Conforme o Tribunal de Justiça do Rio de Janeiro (TJRJ), é previsto que a ré Monique seja a primeira a passar pelo interrogatório e, posteriormente, Jairinho responderá aos questionamentos, conforme decisão do desembargador Sidney Rosa da Silva.
Os interrogatórios ocorrem após a fase de instrução do julgamento, na qual testemunhas de defesa e de acusação foram ouvidas, além de especialistas e peritos criminais do caso.
Monique e Jairinho devem responder ao juiz, ao Ministério Público, ao assistente de acusação e aos próprios advogados de defesa. Passado os interrogatórios, a Corte segue com a fase dos debates, onde uma hora e meia é concedida à pronúncia da acusação e da defesa.
Após os debates, o julgamento se encaminha para o esclarecimento dos jurados, no qual eles podem solicitar qualquer informação adicional referente ao caso.
Poteriormente, os sete jurados se reúnem para formar o veredito, com o Conselho de Sentença definindo a condenação ou absolvição dos réus.
O julgamento ocorre no II Tribunal do Júri da Capital, no Centro do Rio de Janeiro, e é considerado o mais longo da história do estado, podendo se estender até o fim desta semana.
22 pessoas ouvidas
Em duas semanas e um dia de julgamento sobre a morte de Henry Borel, 22 testemunhas e peritos foram ouvidos. Eles compõem a fase de instrução e ajudam a elucidar o caso.
Veja quem depôs até o momento:
- Edson Henrique Damasceno (Delegado à frente da investigação)
- Ana Carolina Medeiros (Delegada que contribuiu com as investigações)
- Rafael Bernardon Ribeiro (Psiquiatra)
- Maria Cristina de Souza (Médica)
- Kaylane de Oliveira (filha da ex-namorada de Jairinho)
- Natasha de Oliveira (Ex-namorada de Jairinho)
- Débora Saraiva (Ex-namorada de Jairinho)
- Leila Rosângela Mattos (Empregada doméstica)

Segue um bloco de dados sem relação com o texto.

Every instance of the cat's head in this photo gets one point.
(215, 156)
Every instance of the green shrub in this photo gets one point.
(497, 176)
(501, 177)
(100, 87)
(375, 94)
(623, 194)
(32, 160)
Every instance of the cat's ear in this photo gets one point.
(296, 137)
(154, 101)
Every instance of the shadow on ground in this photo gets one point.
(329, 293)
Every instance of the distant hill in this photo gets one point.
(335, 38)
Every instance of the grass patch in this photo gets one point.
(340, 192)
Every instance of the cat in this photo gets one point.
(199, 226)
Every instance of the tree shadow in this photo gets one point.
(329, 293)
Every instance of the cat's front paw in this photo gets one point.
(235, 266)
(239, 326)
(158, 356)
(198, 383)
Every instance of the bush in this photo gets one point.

- Tereza Cristina dos Santos (Cabeleireira)
- Paloma dos Santos (Manicure)
- Luiz Carlos Leal Prestes (Médico legista)
- Luiz Airton Saavedra de Paiva (Médico legista)
- Leniel Borel (Pai de Henry)
- Bryan Medeiros (Irmão de Monique)
- Ari Mamed (Ex-colega de trabalho de Monique)
- Marcia Eduarda Vieira (Funcionária da brinquedoteca)
- Thayná de Oliveira Ferreira (Babá de Henry)
- Jairo Souza Santos (Coronel, pai de Jairinho)
- Fernanda Abdul Figueiredo (Atual companheira de Jairinho)
- Miriam Santos Rabelo Costa (testemunha convocada por Jairinho)
- Leonardo Huber Tauil (Perito legista responsável pelo laudo de necropsia)
- Jeferson Evangelista Corrêa (Perito legista, assistente da defesa de Jairo)
Relembre
O menino Henry Borel morreu na madrugada de 8 de março de 2021, na Barra da Tijuca, zona oeste do Rio de Janeiro, no apartamento onde vivia com a mãe, Monique Medeiros, e o padrasto, o médico e ex-vereador Jairo Souza Santos Júnior, o Dr. Jairinho.
À época do crime, os dois alegaram que a criança teria sido encontrada desacordada no imóvel. Henry foi levado ao hospital, mas os profissionais de saúde constataram a morte por hemorragia interna e laceração hepática.
De acordo com o Ministério Público, o ex-vereador foi responsável por causar lesões que levaram Henry à morte e a mãe, Monique Medeiros, foi omissa diante das agressões, contribuindo para o crime.
Jairinho responde por homicídio qualificado, tortura e coação no curso do processo, enquanto Monique é ré por homicídio por omissão, qualificado por motivo torpe.